Key Takeaways: Standard Molar Entropy

  • Standard molar entropy is defined as the entropy or degree of randomness of one mole of a sample under standard state conditions.
  • Usual units of standard molar entropy are joules per mole Kelvin (J/mol·K).
  • A positive value indicates an increase in entropy, while a negative value denotes a decrease in the entropy of a system.

What Is Standard Molar Entropy?

Entropy is a measure of the randomness, chaos, or freedom of movement of particles. The capital letter S is used to denote entropy. However, you won't see calculations for simple "entropy" because the concept is fairly useless until you put it in a form that can be used to make comparisons to calculate a change of entropy or ΔS. Entropy values are given as standard molar entropy, which is the entropy of one mole of a substance at standard state conditions. Standard molar entropy is denoted by the symbol S° and usually has the units joules per mole Kelvin (J/mol·K).

Positive and Negative Entropy

The Second Law of Thermodynamics states the entropy of isolated system increases, so you might think entropy would always increase and that change in entropy over time would always be a positive value.

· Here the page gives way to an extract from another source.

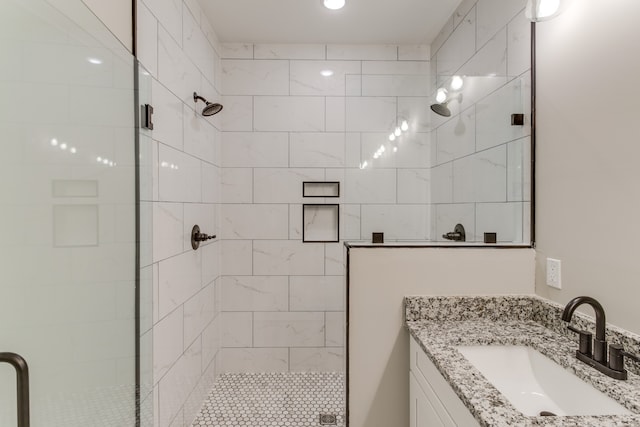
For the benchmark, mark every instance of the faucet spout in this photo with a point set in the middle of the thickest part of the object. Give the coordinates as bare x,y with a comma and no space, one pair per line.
600,345
597,307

As it turns out, sometimes entropy of a system decreases. Is this a violation of the Second Law? No, because the law refers to an isolated system. When you calculate an entropy change in a lab setting, you decide on a system, but the environment outside your system is ready to compensate for any changes in entropy you might see. While the universe as a whole (if you consider it a type of isolated system), might experience an overall increase in entropy over time, small pockets of the system can and do experience negative entropy. For example, you can clean your desk, moving from disorder to order. Chemical reactions, too, can move from randomness to order. In general:

Sgas > Ssoln > Sliq > Ssolid

So a change in state of matter can result in either a positive or negative entropy change.

Predicting Entropy

In chemistry and physics, you'll often be asked to predict whether an action or reaction will result in a positive or negative change in entropy. The change in entropy is the difference between final entropy and initial entropy:

ΔS = Sf - Si

You can expect a positive ΔS or increase in entropy when:

  • solid reactants form a liquid or gaseous products
  • liquid reactants form gases
  • many smaller particles coalesce into larger particles (typically indicated by fewer product moles than reactant moles)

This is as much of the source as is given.